(Mis)understanding Martin Luther
"Therefore, just as sin entered the world through one man, and death through sin, and in this way death came to all people, because all sinned..." Romans 5.12
Martin Luther (1483 - 1546) is often hailed as the poster-boy of post-modern individualism; his famous dictum "Here I stand, I can do no other" an early modern anticipation of Frank Sinatra's 'I did it my way' (Luther was also a talented song-writer). However, Chilean-based academic Ronald Rittgers insists this is to misunderstand the man and what he really did stand for.
It is true that Luther believed in the helplessness of humankind and taught that salvation was only through faith in Jesus Christ. But so did his colleagues in the late medieval Catholic Church. Luther, however, went further. Getting to the heart of his actual conviction requires our awareness of the influence a German mystic called Johannes Tauler had on Luther, whose work he published under the title A German Theology. Though Luther did not buy into Tauler's new-platonism (the assumption that all matter is evil and virtue it to be found only in that which is spiritual), Luther did identify with Tauler's Christian anthropology - that is, his perspective of what it means to be a human being.
For Luther, as it was for Tauler, humankind never had free will, even in the Garden of Eden, and has always been subject to the influence of either Satan or God. Adam's seduction by Satan, through Eve, condemned humankind to a state of such total depravity as could only be redeemed by an outside agent.
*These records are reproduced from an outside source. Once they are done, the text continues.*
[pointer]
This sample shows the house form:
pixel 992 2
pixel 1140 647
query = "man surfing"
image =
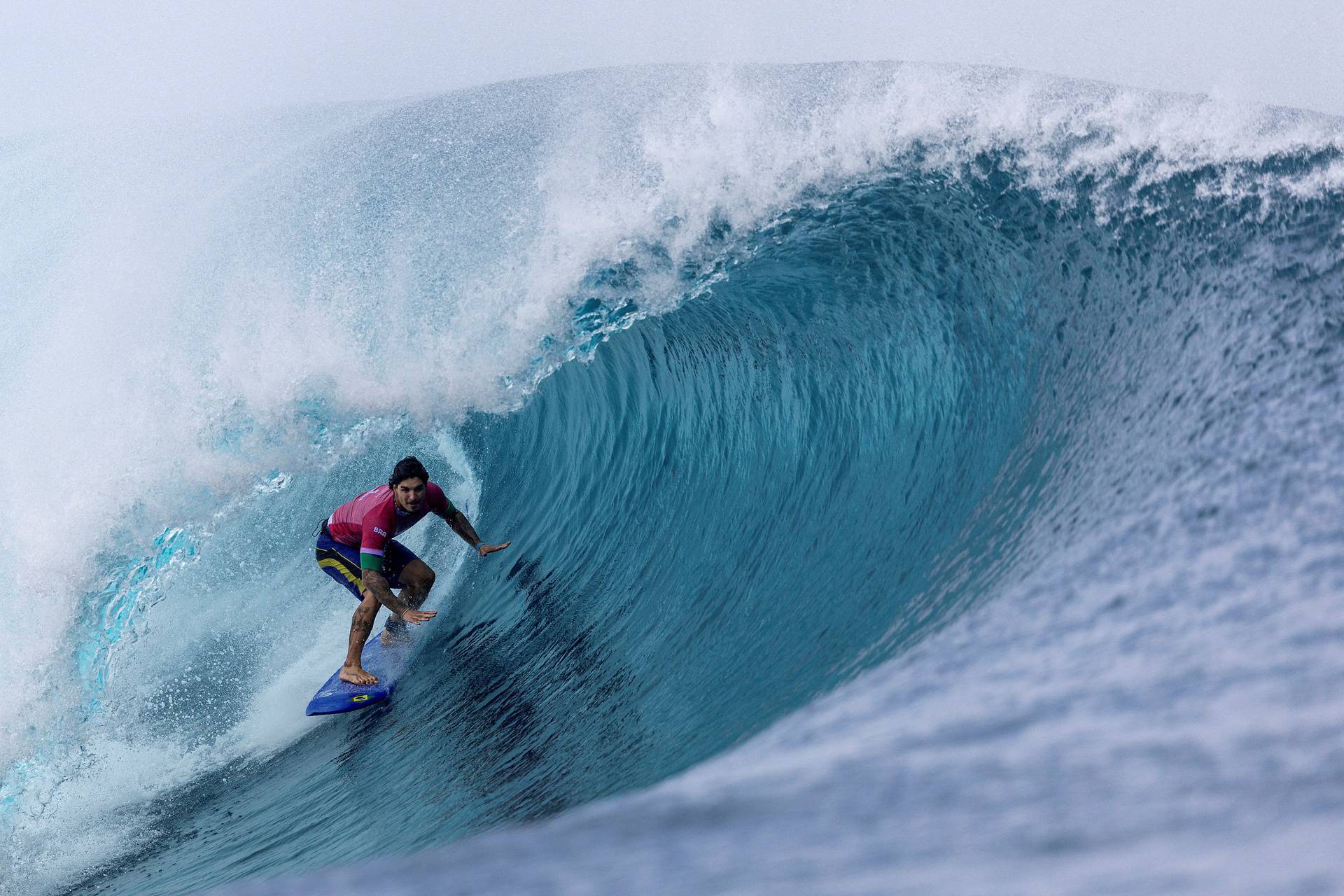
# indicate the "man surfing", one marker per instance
pixel 355 547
The impossible was achieved by Jesus, whose prefect life and ultimate self-sacrifice has made it possible to switch our allegiance from Satan to God. But - and here lies the rub - not by asserting our sovereign and individual choice, rather by accepting that we are nothing and can contribute nothing and must receive forgiveness and salvation as a totally undeserved gift of God's grace.
Thereafter our relationship to God is not of cooperation but of continuing dependence, such as a tool in the hands of a master craftsman. So, no room for pride here and we need not look to Martin Luther to justify our clamour for personal "rights"!